This is the official Pytorch implementation of "Extreme-Quality Computational Imaging via Degradation Framework" [Paper]

Due to some irresistible reasons on commercial, we cannot make the trained model and training data public. We are deeply sorry for this.

Prerequisites

  • Python 3.7
  • Matlab
  • Other python packages are downloaded as follows:
pip install -r requirements.txt

None: Please make sure your machine has a GPU, and its driver version is comply with the CUDA version! This will reduce the problems when installing the DCNv2 module later.

The Deformable ConvNets V2 (DCNv2) module in our code adopts Xujiarui's Implementation. We recommand you recompile the code according to your machine and python environment as follows:

cd ~/dcn
python setup.py develop

This may cause many issues, please open Issues and ask me if you have any problems!

Data Acquisition

1. prepare your camera and experimental devices as follows:

2. Calibrate the environment illuminance

  • Download the Android Debug Bridge (ADB) to your laplop, and link your camera with your laptop.
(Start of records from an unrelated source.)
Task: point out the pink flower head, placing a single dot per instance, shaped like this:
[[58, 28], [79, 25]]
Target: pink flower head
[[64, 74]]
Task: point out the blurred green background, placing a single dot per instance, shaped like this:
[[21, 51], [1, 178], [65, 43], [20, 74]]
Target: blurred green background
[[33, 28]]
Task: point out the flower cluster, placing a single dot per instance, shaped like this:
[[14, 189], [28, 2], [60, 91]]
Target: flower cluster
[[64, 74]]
  • Please ensure ADB is in the system parameters of your laptop.

  • Shooting the pure white scene by:

python data_capture.py -n 1 -t 1.5
  • Pull the raw whiteboard image from camera to your laptop:

adb pull ~/DCIM/Camera/whiteboard.dng ~/whiteboard
  • Download the dcraw and ensure dcraw is in the system parameters.
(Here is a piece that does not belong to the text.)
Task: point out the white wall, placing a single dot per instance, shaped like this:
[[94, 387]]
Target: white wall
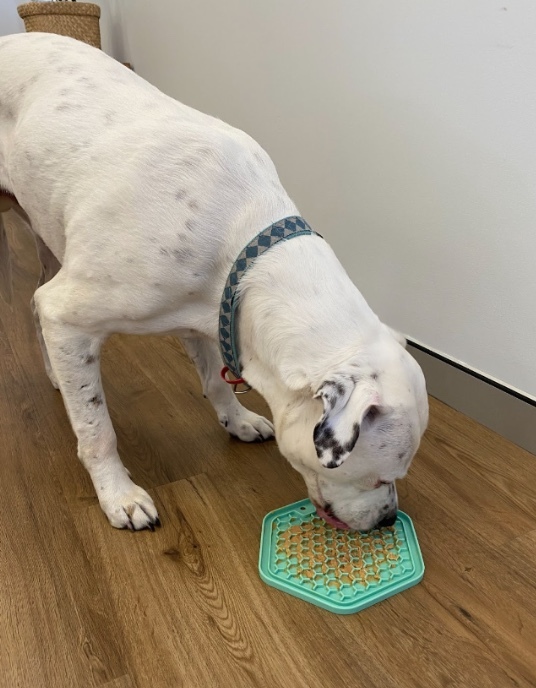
[[405, 131]]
  • Postprocessing the captured whiteboard raw image with dcraw:

dcraw -v -4 -T -w -n 300 -q 3 -o 0 ~/whiteboard/whiteboard.dng
  • Calibrate the environment illuminance:

python env_illuminance.py -i ~/whiteboard/whiteboard.tiff -o ~/env_illu.mat -p 100

3. Checkerboard capture and postprocessing

  • Capture the checkerboard by:

python data_capture.py -n 7 -t 1.5
  • Pull the raw image from camera to your laptop:

adb pull -r ~/DCIM/Camera/*.dng ~/rawdata
  • Postprocessing the captured raw images by:

python post_processing.py -i ~/rawdata -n 7 -e ~/env_illu.mat -d 1.0

The 16-bit image is saved in the same directory of rawdata, named with "*_out.tiff"

Backward Transfer

1. Obtain the checkerboard post-processed by the procedure in data acquisition:

2. Generate the ideal patch from the real checkerboard

  • After modifing the parameters for backward transfer, run this demo in matlab:

>>> patch_generator.m

3. Generate the ideal patch from the real checkerboard

  • Pull the raw whiteboard image from camera to your laptop:

image image

  • Left is the input patch of the deep-linear network and the model is supervised by the right patch

Degradation Transfer

1. After prepare the paired patches in "../backward_transfer/data/input" and "../backward_transfer/data/label", the training can be performed by:

# CUDA_VISIBLE_DEVICES=0 python train.py -d ../backward_transfer/data/ -o ~/output/ --region 0.0 0.5 0.0 0.5 --white_balance 1.938645 1.000000 1.889194
# CUDA_VISIBLE_DEVICES=1 python train.py -d ../backward_transfer/data/ -o ~/output/ --region 0.0 0.5 0.5 1.0 --white_balance 1.938645 1.000000 1.889194
# CUDA_VISIBLE_DEVICES=2 python train.py -d ../backward_transfer/data/ -o ~/output/ --region 0.5 1.0 0.0 0.5 --white_balance 1.938645 1.000000 1.889194
# CUDA_VISIBLE_DEVICES=3 python train.py -d ../backward_transfer/data/ -o ~/output/ --region 0.5 1.0 0.5 1.0 --white_balance 1.938645 1.000000 1.889194
  • The options for different FoV can be modified, we recommand you change the option according to the performance of this FoV.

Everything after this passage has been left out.